William Looney speaks with DIA's Global Chief Executive to see how the organization is repositioning itself.
This article originally appeared on PharmExec.com.
William Looney speaks with DIA Global Chief Executive Barbara Lopez Kunz to see how a key industry NGO is repositioning itself as the go-to place for the independent knowledge-driven insights that drive decisions in a business with no boundaries.
PE: You assumed the top post at DIA in September 2013. How would you describe the industry’s strategic and operational environment since your arrival? What impact has it had on your plans to move DIA forward, in a new direction?
Barbara Lopez Kunz
BARBARA KUNZ: My work in the life sciences extends back more than 20 years to the Battelle Institute and before that to DuPont, Thermo Fisher Scientific, and ICI. What drew me to DIA was its position as a neutral convener of the multiple stakeholders that together drive the industry’s principal mission: to ensure that safe and effective therapies are accessible to patients worldwide. DIA provides all participants the opportunity to engage with government leaders, public health authorities, industry, academia, patient advocates, and, increasingly, the payer community.

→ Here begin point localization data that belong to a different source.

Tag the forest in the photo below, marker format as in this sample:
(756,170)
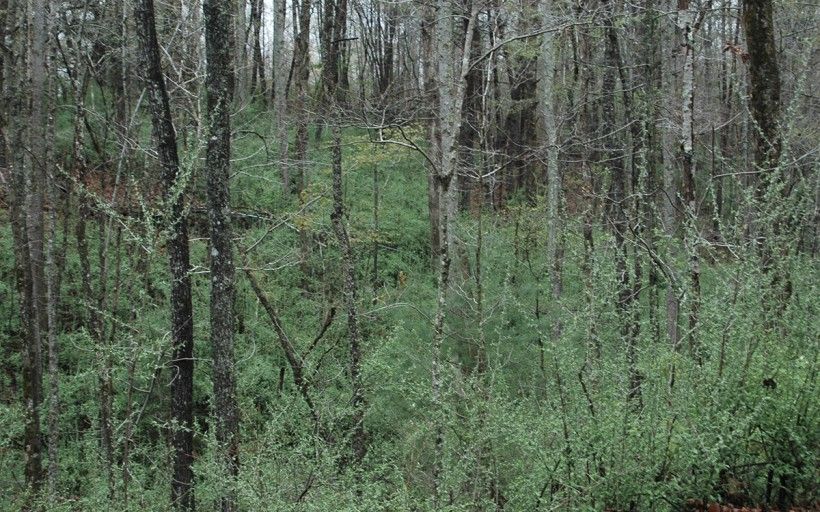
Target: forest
(409,255)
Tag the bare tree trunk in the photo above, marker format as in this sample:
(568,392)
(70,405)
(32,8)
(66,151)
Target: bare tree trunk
(182,334)
(617,204)
(219,48)
(280,79)
(764,103)
(333,33)
(451,80)
(546,103)
(687,25)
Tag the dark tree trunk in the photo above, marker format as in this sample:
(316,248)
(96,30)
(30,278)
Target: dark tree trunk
(617,201)
(182,364)
(764,103)
(219,49)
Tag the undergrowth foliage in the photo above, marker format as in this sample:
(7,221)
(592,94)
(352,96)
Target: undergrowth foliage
(544,425)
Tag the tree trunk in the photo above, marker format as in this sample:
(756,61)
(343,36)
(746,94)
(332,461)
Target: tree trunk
(686,23)
(219,47)
(182,334)
(280,78)
(617,203)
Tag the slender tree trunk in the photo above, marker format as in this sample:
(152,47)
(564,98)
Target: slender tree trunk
(334,32)
(617,203)
(686,24)
(453,62)
(546,103)
(219,48)
(182,334)
(280,79)
(764,103)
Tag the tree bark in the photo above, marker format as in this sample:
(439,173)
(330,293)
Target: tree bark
(219,48)
(182,335)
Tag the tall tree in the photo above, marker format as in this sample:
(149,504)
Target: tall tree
(764,103)
(219,49)
(182,333)
(333,33)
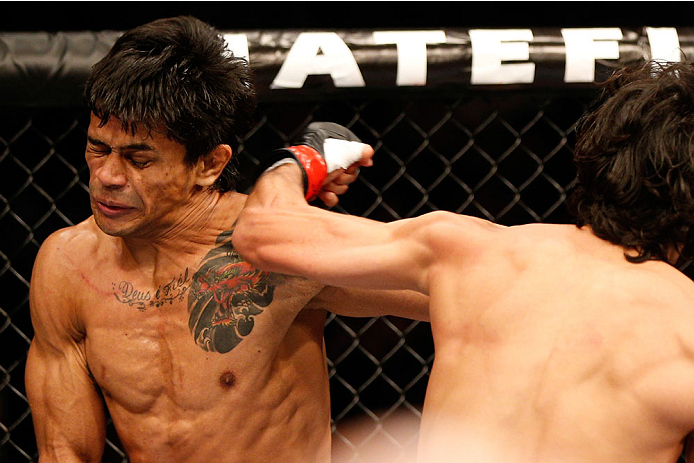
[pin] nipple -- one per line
(227, 380)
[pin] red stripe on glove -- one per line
(314, 166)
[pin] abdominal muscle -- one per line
(172, 401)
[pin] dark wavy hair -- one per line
(176, 75)
(635, 160)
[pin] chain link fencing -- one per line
(501, 155)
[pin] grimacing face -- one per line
(137, 183)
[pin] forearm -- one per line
(279, 187)
(353, 302)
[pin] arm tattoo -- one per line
(226, 295)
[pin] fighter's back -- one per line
(551, 346)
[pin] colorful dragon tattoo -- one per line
(226, 295)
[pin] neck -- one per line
(185, 232)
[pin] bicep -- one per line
(67, 411)
(335, 249)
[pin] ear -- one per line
(211, 165)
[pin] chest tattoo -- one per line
(226, 294)
(171, 292)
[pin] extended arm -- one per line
(280, 232)
(66, 408)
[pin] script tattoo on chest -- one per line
(226, 295)
(171, 292)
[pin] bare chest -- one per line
(208, 330)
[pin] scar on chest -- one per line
(227, 380)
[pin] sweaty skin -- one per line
(198, 355)
(550, 346)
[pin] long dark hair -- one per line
(635, 161)
(176, 75)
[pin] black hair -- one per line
(176, 75)
(635, 161)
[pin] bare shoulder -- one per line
(59, 263)
(451, 229)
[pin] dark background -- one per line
(71, 16)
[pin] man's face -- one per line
(137, 183)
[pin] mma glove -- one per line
(323, 148)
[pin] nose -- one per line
(111, 173)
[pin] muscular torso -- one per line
(552, 347)
(207, 359)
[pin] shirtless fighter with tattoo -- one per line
(553, 343)
(147, 310)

But we do not stop at engagement. We see DIA as a community that seeks to advance all parts of the system. We do this through our own constituency but also through strategic partnerships with other organizations that bring special expertise to the table. Overall, it’s an exciting time in the healthcare arena in terms of new science, where we have a much greater understanding of genetics and the pathophysiology of disease as a basis for generating new therapies and cures. DIA plays an important role in helping to realize the benefit of science for patients.

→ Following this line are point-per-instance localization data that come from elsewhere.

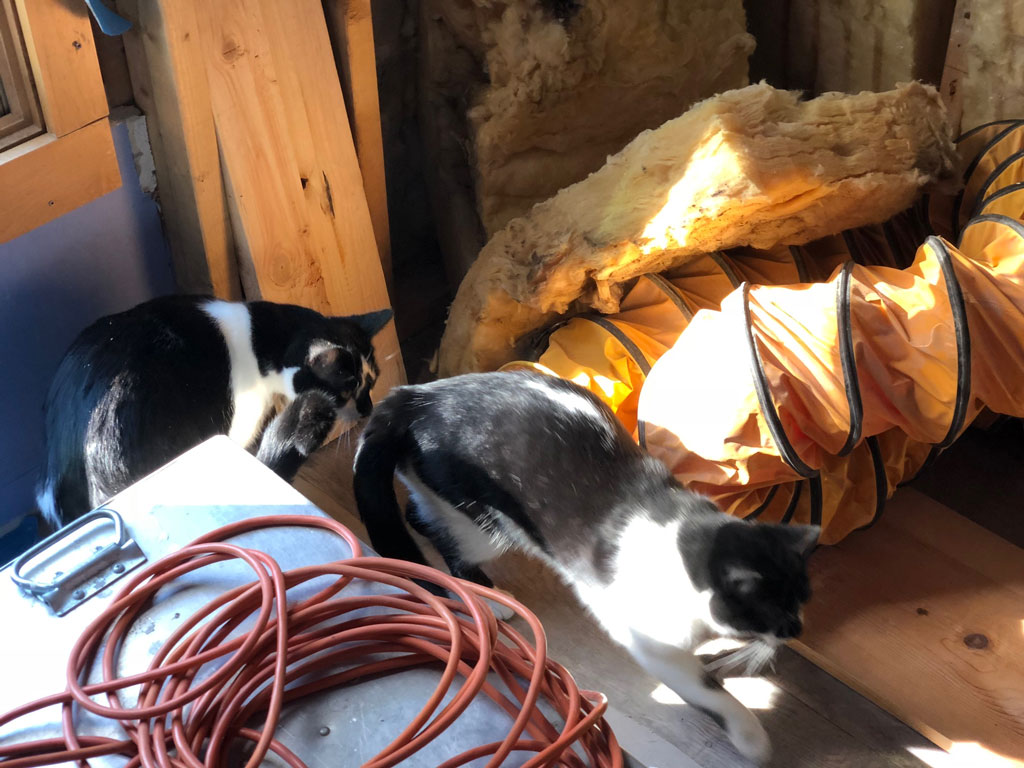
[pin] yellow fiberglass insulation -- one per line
(750, 167)
(566, 88)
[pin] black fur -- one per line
(545, 466)
(136, 389)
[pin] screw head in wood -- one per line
(976, 641)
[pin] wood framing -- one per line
(170, 85)
(74, 162)
(25, 119)
(295, 189)
(58, 36)
(351, 28)
(955, 65)
(923, 615)
(51, 176)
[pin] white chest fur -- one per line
(650, 595)
(252, 392)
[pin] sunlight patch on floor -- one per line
(753, 692)
(961, 755)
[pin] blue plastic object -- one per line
(110, 23)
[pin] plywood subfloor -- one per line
(925, 614)
(813, 719)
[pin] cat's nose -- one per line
(364, 404)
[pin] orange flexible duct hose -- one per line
(289, 642)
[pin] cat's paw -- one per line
(750, 738)
(315, 418)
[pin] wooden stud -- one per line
(28, 196)
(58, 38)
(351, 29)
(26, 118)
(923, 615)
(295, 187)
(954, 70)
(170, 85)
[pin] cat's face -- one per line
(759, 579)
(340, 360)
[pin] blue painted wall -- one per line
(101, 258)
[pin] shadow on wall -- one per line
(101, 258)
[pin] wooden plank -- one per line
(954, 69)
(288, 151)
(923, 615)
(15, 71)
(83, 161)
(170, 85)
(351, 29)
(58, 38)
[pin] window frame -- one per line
(73, 161)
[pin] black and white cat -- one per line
(137, 389)
(529, 462)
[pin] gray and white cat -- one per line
(524, 461)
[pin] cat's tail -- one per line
(381, 449)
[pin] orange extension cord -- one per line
(287, 643)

There are 7,000 new medicines in development today, more than any time in history. This is both an opportunity and a challenge. On the opportunity side, I see a heightened desire among innovators to apply good science in collaboration with other stakeholders, across borders. Industry is doing a better job finding out what the patient-the ultimate consumer of medicines-really needs. Academic institutions and patient groups are more empowered, leading to a greater emphasis on real health outcomes, both in the clinical care and R&D settings.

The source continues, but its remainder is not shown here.